Les Principautés

 

 

Les principautés ont la garde des nations et des royaumes, pour les conduire, chacun en ce qui le concerne, à l'exécution du plan divin. Leur nom signifie conducteurs suivant l'ordre sacré. Dans ce ministère, dont les parties si importantes leur sont distribuées par les dominations, les principautés sont, à leur tour, secondées par les anges immédiatement soumis à leurs ordres. «De là résulte la magnifique harmonie dont parle saint Augustin : "Les corps sont régis par un certain ordre, dit le grand évêque, les inférieurs par les supérieurs, et tous par la créature spirituelle ; l'esprit mauvais par l'esprit bon ». Lors de la dispersion des hommes, Dieu préposa à chaque nation, à chaque peuple, pour les conduire et les gouverner, deux chefs, l'un visible, l'autre invisible. Les chefs invisibles sont les principautés.
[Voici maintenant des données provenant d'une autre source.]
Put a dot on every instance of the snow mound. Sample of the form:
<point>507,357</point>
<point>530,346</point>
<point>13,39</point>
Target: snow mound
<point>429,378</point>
Leurs analogues seraient dans l'armée, les généraux supérieurs ; dans l’état civil les préfets ; dans l’Eglise les Evêques. Veiller sur les nations, sur les royaumes, sur les provinces ; leur conserver la foi, la connaissance et l'amour de Dieu ; diriger, concentrer vers l'unité et conduire à leur fin dernière toutes ces parties du gouvernement universel, tel est donc l'office des principautés.

 

D'après Jean de Sainte-Eulalie, 1845-1924, franciscain

 


Principauté en adoration devant le Saint Sacrement

 

 

Chaque paroisse a son ange à elle. Il appartient au chœur des Principautés. Les anges de ce chœur sont grands, d'aspect majestueux; toute une cour d'anges les environne. Ils sont agenouillés devant le T. S. Sacrement et prient nuit et jour pour les membres de la communauté paroissiale; ils veillent à ce que les mourants reçoivent les derniers sacrements et à ce que les enfants soient baptisés. Ils connaissent tous les paroissiens de leur église. Ils implorent le pardon de Dieu chaque fois qu'il se produit un scandale. Ils se vouent généralement à la prière d'intercession. Ils adorent Dieu qui, caché sous les apparences de l'hostie, attend à l'église, ordinairement délaissé de tous. Les Principautés chantent, dans le mystère, leur Sanctus ininterrompu, en offrant satisfaction pour la tiédeur de leur paroisse.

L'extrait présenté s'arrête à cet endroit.